La Pajata Romana: La Resilienza del Gusto // La Cucina Romana

E’ un luglio caldissimo della seconda metà del 1555, il 14 luglio.

Roma, la Città Eterna, è sotto scacco politico e religioso di un Papa che vuole annientare la minoranza ebraica che vive da migliaia di anni sotto lo stesso cielo dei Gentili, i cristiani romani.

Io giro per il mio quartiere tra l’Isola Tiberina e il portico di Ottavia, ammutolito e sgomento, mentre stanno costruendo il ghetto. Ci stanno chiudendo le porte e i contatti commerciali e personali con il resto della città.

La bolla che ha emanato Papa Paolo IV Carafa si intitola “cum nimis absurdum” e ci impedisce di fatto di vivere da persone libere.

Siamo relegati nel nostro quartiere dove non è possibile neanche cucinare e mangiare quello che noi tutti vorremmo, perché da ora per noi sarà vietato  acquistare carni e pesci pregiati, ma solo pesci di piccolo taglio tagli minori di carni e soprattutto interiora. Mi sento sballottato e confuso in un periodo storico così buio e autoritario, in piena controriforma. Di contro però mi sento carico di un’ energia che mi porterà certamente a cercare e trovare nuovi spunti per sostenere il mio pasto quotidiano.

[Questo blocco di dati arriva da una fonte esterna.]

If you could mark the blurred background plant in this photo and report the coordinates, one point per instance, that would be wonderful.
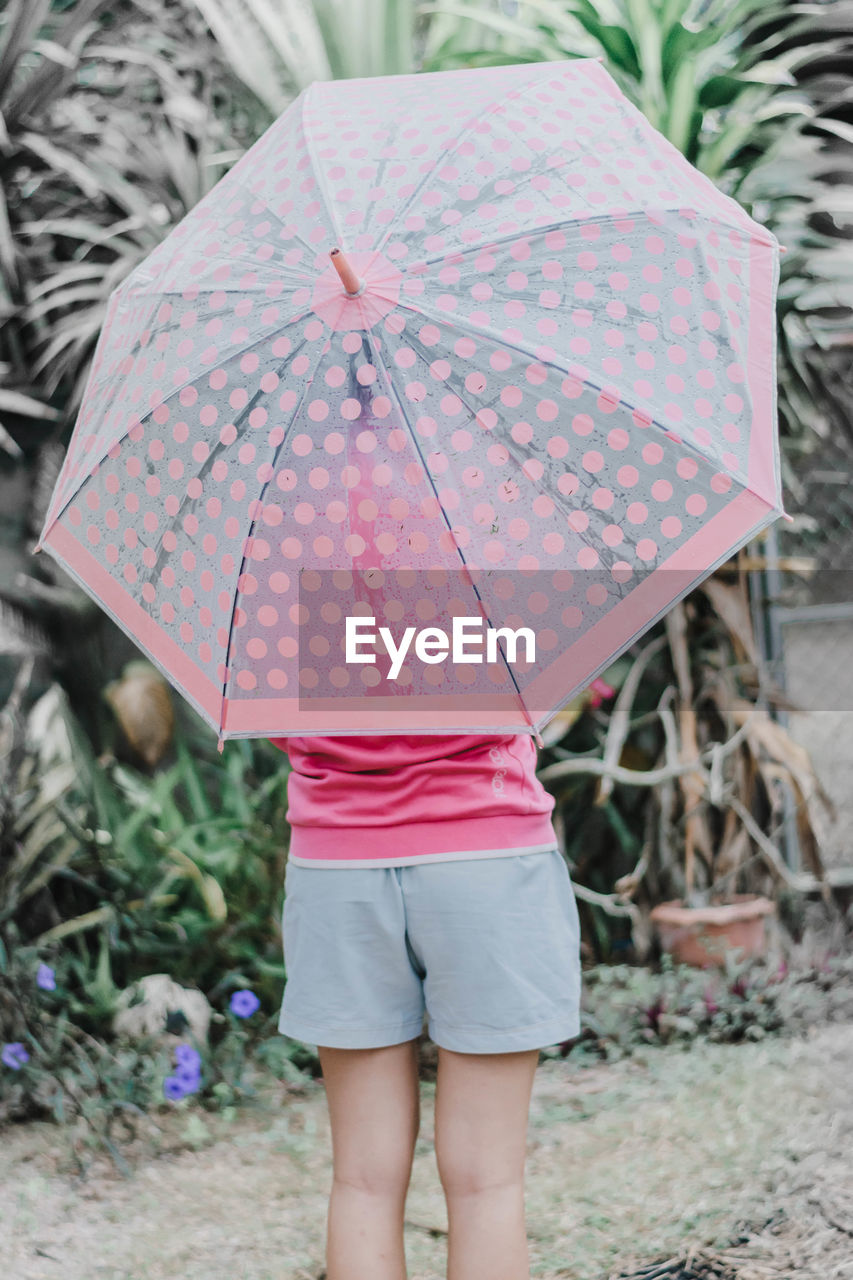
(127, 845)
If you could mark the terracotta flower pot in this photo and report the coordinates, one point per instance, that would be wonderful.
(701, 935)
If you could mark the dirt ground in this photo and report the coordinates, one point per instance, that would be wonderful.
(733, 1152)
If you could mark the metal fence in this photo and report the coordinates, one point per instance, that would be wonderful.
(802, 603)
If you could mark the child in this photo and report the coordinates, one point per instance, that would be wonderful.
(424, 874)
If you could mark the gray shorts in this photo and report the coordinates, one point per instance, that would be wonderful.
(489, 947)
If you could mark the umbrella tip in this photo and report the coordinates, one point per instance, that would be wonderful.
(351, 282)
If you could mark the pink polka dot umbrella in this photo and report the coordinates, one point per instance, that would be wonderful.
(451, 350)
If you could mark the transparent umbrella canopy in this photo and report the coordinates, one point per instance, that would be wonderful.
(471, 355)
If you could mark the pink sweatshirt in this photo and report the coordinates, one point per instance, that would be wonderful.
(395, 800)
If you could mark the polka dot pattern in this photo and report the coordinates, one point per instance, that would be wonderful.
(548, 378)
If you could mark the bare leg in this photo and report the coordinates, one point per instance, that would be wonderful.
(374, 1109)
(482, 1106)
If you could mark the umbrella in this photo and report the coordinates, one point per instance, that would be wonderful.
(447, 392)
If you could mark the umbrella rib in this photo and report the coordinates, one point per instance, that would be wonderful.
(315, 169)
(141, 419)
(254, 520)
(482, 330)
(281, 222)
(450, 529)
(489, 242)
(457, 137)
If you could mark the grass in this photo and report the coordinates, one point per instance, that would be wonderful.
(626, 1162)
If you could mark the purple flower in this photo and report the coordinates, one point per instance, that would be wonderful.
(188, 1078)
(173, 1088)
(14, 1055)
(243, 1004)
(187, 1056)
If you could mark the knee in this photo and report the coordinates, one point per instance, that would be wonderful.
(463, 1178)
(375, 1178)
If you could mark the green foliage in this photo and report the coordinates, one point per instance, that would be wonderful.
(179, 871)
(105, 1091)
(626, 1008)
(755, 95)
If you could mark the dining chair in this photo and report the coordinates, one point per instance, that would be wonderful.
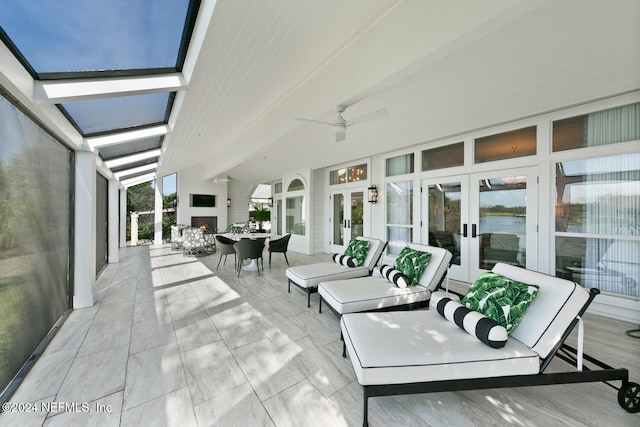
(226, 248)
(280, 246)
(249, 249)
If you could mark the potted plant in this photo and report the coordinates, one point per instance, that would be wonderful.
(260, 213)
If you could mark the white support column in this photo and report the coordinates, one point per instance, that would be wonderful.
(112, 220)
(157, 215)
(134, 229)
(123, 217)
(84, 274)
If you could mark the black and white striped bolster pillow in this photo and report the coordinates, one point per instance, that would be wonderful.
(346, 260)
(394, 276)
(477, 324)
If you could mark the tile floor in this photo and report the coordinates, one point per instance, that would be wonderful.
(174, 342)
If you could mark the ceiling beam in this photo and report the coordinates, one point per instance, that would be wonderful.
(60, 91)
(128, 136)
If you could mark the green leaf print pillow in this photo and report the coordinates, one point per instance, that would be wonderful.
(500, 298)
(412, 263)
(358, 249)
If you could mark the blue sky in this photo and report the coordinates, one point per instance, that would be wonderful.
(81, 35)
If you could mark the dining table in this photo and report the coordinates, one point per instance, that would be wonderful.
(253, 265)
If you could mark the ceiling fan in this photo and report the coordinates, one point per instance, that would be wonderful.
(340, 125)
(217, 180)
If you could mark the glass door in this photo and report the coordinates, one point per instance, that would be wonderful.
(482, 219)
(503, 219)
(347, 218)
(445, 202)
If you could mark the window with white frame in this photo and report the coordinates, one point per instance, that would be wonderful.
(597, 237)
(399, 200)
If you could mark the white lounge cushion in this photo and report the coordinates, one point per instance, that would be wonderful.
(369, 293)
(311, 275)
(345, 260)
(557, 304)
(477, 324)
(415, 346)
(375, 292)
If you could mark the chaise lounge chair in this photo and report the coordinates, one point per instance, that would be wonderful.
(377, 293)
(388, 360)
(308, 277)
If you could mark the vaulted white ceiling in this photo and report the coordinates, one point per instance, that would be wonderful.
(439, 67)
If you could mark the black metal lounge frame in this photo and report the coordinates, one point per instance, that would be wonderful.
(628, 393)
(309, 291)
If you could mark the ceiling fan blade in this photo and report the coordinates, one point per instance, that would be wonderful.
(368, 117)
(318, 122)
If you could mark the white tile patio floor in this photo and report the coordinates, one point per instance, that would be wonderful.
(173, 342)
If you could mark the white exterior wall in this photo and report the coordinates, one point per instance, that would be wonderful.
(190, 181)
(544, 162)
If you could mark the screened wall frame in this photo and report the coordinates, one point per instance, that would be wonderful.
(50, 279)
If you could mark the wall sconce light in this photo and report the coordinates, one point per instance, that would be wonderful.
(373, 194)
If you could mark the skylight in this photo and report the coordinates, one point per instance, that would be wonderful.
(115, 37)
(123, 112)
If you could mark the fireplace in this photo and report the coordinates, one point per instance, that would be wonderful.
(209, 223)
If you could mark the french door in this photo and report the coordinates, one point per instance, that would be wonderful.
(483, 219)
(347, 217)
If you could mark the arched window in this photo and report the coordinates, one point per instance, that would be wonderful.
(296, 185)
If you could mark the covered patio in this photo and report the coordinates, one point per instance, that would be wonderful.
(173, 341)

Teatro-Marcello-Portico-Ottavia-Roma
Foto di Giuseppe Moscato

Oggi, visto che il macellaio mi ha negato un taglio pregiato di vitella imponendomi la pajata, cioè la parte dell’intestino tenue, ho deciso di prepararla nella maniera più semplice.

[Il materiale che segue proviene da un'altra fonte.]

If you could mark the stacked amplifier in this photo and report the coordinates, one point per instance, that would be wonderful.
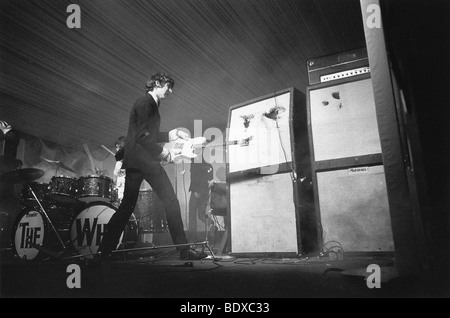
(346, 160)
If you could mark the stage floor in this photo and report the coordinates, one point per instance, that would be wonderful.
(160, 274)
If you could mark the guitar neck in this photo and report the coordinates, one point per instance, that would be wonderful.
(228, 143)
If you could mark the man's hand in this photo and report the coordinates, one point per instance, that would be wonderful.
(176, 133)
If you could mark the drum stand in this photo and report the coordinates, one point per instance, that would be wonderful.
(51, 224)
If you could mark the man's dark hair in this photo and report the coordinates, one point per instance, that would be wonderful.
(162, 78)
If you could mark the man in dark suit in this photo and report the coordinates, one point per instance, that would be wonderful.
(142, 160)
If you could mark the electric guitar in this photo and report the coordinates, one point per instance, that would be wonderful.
(181, 149)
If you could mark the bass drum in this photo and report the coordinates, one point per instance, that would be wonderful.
(31, 228)
(89, 226)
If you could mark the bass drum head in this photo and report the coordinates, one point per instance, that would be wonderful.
(89, 226)
(29, 228)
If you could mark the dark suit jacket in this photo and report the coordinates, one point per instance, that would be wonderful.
(142, 146)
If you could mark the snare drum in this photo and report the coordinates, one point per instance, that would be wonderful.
(63, 189)
(95, 188)
(90, 224)
(39, 189)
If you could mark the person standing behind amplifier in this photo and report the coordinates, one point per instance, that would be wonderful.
(142, 161)
(201, 175)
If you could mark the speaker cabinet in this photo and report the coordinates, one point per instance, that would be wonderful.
(354, 209)
(263, 216)
(347, 166)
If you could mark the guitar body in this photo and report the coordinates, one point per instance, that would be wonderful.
(184, 150)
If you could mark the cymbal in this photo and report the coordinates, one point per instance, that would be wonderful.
(22, 175)
(59, 164)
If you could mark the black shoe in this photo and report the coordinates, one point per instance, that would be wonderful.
(192, 255)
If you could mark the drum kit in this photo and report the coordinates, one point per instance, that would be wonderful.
(67, 216)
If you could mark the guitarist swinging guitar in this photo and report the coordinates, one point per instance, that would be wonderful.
(185, 149)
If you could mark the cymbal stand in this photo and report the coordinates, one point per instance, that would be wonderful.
(48, 219)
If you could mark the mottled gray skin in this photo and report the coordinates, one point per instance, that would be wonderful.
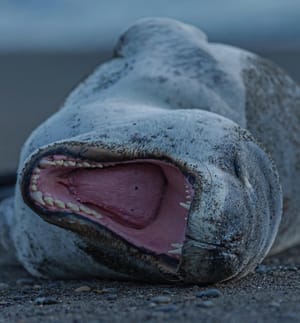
(169, 94)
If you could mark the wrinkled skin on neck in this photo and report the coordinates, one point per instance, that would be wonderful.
(148, 103)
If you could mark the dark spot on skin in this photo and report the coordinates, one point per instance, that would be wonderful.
(237, 169)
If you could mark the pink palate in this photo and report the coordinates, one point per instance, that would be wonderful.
(139, 200)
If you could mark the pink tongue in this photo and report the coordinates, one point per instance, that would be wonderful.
(130, 194)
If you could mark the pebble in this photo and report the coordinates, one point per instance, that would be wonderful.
(45, 301)
(206, 304)
(83, 289)
(25, 282)
(262, 269)
(167, 308)
(112, 297)
(209, 293)
(4, 286)
(160, 299)
(106, 290)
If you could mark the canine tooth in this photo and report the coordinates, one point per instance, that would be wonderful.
(175, 251)
(59, 204)
(185, 205)
(85, 209)
(44, 163)
(97, 215)
(35, 177)
(38, 197)
(72, 207)
(49, 200)
(176, 245)
(37, 170)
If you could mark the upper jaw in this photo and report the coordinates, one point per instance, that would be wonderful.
(70, 217)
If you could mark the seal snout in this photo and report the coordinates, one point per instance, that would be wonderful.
(146, 202)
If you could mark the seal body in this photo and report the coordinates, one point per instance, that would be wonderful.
(216, 121)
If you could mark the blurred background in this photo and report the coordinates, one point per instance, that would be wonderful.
(47, 47)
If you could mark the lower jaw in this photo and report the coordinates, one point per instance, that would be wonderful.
(151, 242)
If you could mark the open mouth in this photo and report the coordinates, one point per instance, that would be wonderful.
(144, 201)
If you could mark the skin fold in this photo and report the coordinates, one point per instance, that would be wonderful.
(228, 120)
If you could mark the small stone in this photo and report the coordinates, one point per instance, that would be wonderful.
(275, 304)
(206, 304)
(25, 282)
(45, 301)
(4, 286)
(111, 297)
(83, 289)
(167, 308)
(209, 293)
(262, 269)
(106, 290)
(160, 299)
(36, 286)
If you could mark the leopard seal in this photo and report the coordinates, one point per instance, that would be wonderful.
(177, 160)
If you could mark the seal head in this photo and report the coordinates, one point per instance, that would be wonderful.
(138, 186)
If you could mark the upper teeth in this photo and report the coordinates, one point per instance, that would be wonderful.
(45, 163)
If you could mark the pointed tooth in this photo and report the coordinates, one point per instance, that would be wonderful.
(37, 170)
(49, 200)
(44, 163)
(97, 215)
(38, 197)
(175, 251)
(85, 209)
(185, 205)
(176, 245)
(59, 204)
(72, 207)
(35, 177)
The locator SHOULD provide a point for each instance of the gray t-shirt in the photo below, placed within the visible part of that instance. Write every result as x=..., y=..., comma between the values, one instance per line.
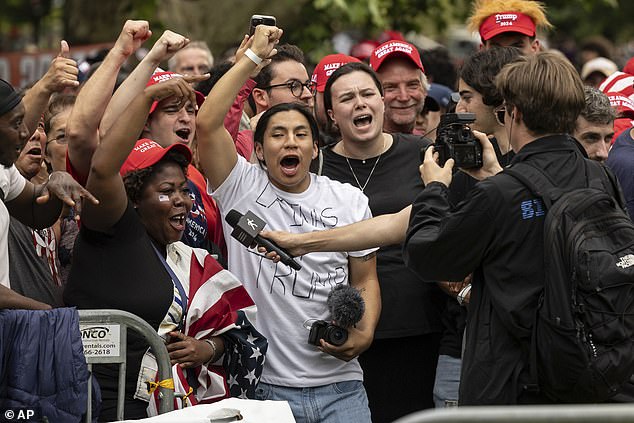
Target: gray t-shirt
x=29, y=269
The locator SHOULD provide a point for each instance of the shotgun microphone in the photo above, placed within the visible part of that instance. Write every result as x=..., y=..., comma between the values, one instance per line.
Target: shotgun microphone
x=247, y=228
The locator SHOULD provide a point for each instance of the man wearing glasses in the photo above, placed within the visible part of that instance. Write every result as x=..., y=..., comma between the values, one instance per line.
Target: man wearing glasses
x=284, y=80
x=400, y=70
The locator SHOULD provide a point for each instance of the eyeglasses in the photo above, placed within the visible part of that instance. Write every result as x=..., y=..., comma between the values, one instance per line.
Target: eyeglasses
x=499, y=113
x=296, y=87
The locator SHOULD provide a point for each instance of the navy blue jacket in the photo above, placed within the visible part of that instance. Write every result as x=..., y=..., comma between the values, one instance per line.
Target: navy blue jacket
x=43, y=364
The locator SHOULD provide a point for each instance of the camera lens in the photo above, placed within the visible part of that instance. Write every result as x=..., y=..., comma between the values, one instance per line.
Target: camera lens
x=336, y=335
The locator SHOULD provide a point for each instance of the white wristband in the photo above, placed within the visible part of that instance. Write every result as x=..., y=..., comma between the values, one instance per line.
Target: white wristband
x=254, y=57
x=462, y=295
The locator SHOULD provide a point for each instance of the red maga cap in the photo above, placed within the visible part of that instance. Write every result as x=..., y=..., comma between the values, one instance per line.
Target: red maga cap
x=327, y=66
x=158, y=77
x=147, y=153
x=624, y=106
x=395, y=48
x=506, y=22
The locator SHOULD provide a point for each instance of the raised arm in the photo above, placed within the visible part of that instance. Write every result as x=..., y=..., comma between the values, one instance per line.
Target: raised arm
x=379, y=231
x=82, y=127
x=217, y=151
x=363, y=277
x=104, y=179
x=61, y=74
x=164, y=48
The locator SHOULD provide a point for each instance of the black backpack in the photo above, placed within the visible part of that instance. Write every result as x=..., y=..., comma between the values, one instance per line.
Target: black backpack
x=582, y=339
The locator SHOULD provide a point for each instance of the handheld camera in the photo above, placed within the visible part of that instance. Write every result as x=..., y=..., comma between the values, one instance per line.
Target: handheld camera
x=454, y=140
x=261, y=20
x=333, y=334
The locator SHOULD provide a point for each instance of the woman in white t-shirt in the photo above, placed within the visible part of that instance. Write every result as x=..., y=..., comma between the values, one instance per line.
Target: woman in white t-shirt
x=283, y=192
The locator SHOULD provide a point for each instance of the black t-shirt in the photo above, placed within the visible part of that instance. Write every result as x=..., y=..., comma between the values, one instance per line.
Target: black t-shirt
x=409, y=306
x=120, y=270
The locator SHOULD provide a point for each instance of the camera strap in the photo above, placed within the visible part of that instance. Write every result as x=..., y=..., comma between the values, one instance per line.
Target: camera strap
x=177, y=284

Ho portato a casa questo “fardello” di cibo, riconoscendone però la dignità e la forza. Sto pulendo la pajata dal grasso superfluo che perlopiù insiste sulla parte esterna.

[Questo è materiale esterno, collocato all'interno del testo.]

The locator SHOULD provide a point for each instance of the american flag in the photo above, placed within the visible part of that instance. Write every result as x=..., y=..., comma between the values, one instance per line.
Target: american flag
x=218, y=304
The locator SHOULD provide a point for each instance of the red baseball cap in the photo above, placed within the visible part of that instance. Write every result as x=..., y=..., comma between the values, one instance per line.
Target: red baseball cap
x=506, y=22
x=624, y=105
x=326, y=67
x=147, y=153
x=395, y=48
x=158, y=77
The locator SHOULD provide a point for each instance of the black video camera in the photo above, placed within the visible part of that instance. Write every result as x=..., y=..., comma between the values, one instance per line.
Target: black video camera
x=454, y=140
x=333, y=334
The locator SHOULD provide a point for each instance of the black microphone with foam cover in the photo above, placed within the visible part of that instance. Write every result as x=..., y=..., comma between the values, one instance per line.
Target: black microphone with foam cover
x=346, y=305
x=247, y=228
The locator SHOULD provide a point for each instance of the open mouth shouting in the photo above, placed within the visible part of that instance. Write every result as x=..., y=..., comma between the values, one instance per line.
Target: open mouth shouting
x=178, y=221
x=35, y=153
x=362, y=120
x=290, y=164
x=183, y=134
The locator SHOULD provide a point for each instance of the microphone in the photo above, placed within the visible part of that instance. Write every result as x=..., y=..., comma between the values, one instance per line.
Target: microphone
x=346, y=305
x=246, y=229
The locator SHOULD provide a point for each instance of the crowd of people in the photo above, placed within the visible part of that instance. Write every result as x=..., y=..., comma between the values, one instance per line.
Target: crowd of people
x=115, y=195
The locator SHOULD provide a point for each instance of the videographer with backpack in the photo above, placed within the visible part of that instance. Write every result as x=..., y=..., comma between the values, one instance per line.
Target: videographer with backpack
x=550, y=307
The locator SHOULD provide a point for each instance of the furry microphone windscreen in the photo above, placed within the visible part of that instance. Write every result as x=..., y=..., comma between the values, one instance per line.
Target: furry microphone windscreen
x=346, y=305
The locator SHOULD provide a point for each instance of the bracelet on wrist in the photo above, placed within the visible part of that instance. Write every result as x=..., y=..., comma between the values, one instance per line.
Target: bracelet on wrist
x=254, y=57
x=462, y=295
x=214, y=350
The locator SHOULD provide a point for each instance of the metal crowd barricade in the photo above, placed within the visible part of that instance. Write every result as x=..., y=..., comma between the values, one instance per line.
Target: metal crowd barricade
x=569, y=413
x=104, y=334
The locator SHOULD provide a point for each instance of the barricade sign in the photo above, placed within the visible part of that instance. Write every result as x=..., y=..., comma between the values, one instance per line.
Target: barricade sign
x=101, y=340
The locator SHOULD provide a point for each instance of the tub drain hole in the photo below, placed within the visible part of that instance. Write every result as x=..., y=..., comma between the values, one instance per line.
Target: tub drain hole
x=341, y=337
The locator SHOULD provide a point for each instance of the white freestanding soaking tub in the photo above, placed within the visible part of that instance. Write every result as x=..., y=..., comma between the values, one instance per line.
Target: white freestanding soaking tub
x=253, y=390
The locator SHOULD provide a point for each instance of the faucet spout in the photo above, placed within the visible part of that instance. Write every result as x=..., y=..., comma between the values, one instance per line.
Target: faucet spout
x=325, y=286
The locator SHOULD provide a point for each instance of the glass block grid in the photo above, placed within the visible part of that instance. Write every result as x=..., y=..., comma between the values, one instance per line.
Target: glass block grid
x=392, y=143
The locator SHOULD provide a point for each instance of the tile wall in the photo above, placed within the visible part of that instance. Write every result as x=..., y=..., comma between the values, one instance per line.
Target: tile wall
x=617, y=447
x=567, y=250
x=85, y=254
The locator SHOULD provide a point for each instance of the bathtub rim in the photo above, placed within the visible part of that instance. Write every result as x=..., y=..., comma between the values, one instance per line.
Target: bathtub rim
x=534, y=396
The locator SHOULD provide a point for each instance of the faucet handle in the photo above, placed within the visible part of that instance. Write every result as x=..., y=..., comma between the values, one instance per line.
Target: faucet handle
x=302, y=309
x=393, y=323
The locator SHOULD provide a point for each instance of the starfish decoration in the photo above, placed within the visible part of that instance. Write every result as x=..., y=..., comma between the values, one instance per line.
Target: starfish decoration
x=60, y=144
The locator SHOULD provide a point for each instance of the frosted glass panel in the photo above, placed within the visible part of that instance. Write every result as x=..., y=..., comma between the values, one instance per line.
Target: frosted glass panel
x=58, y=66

Nel frattempo ho messo in un tegame dell’olio di oliva e sto facendo sciogliere uno spicchio di aglio che ho allevato da me negli orti del Tevere insieme a sedano, carota e cipolla, in pari proporzioni.

Il profumo del soffritto sta invadendo la casa e anche i piani alti. Si sta radunando intorno a me una piccola folla di curiosi che mi hanno visto rientrare a casa con questo oggetto  misterioso e si stavano chiedendo come l’avrei cucinato.

Qualcuno suggerisce di sfumare con l’aceto ma io dico di no. L’aceto si somma alla sensazione amara dell’aglio che sono costretto a cuocere senza protezione del grasso, olio a parte. Aggiungo acqua al soffritto per attenuare la forza del calore ed evitare che la base di aglio e verdure  si brucino. E’ il momento del sale, poco perché costa tanto. Dovrei avere anche del pepe da qualche parte, anche in questo caso un’ inezia perché anche il pepe è una spezia costosissima, quasi quanto l’oro e fortunatamente, essendo io un mercante, ho la possibilità di acquistarlo durante i miei lunghi viaggi.

Ma torniamo al mio piatto.

Ho legato la pajata per non fare uscire il prezioso chimo che viene custodito all’ interno creando delle piccole ciambelle che sto facendo rosolare nella base di sedano, carote, cipolle e aglio. Tra poco toglierò l’aglio che ho lasciato apposta intero. Aggiungo dell’acqua calda dopo che ho rosolato la pajata, aggiusto di sale e concludo col prezioso pepe, tostato e ridotto in polvere grossolana.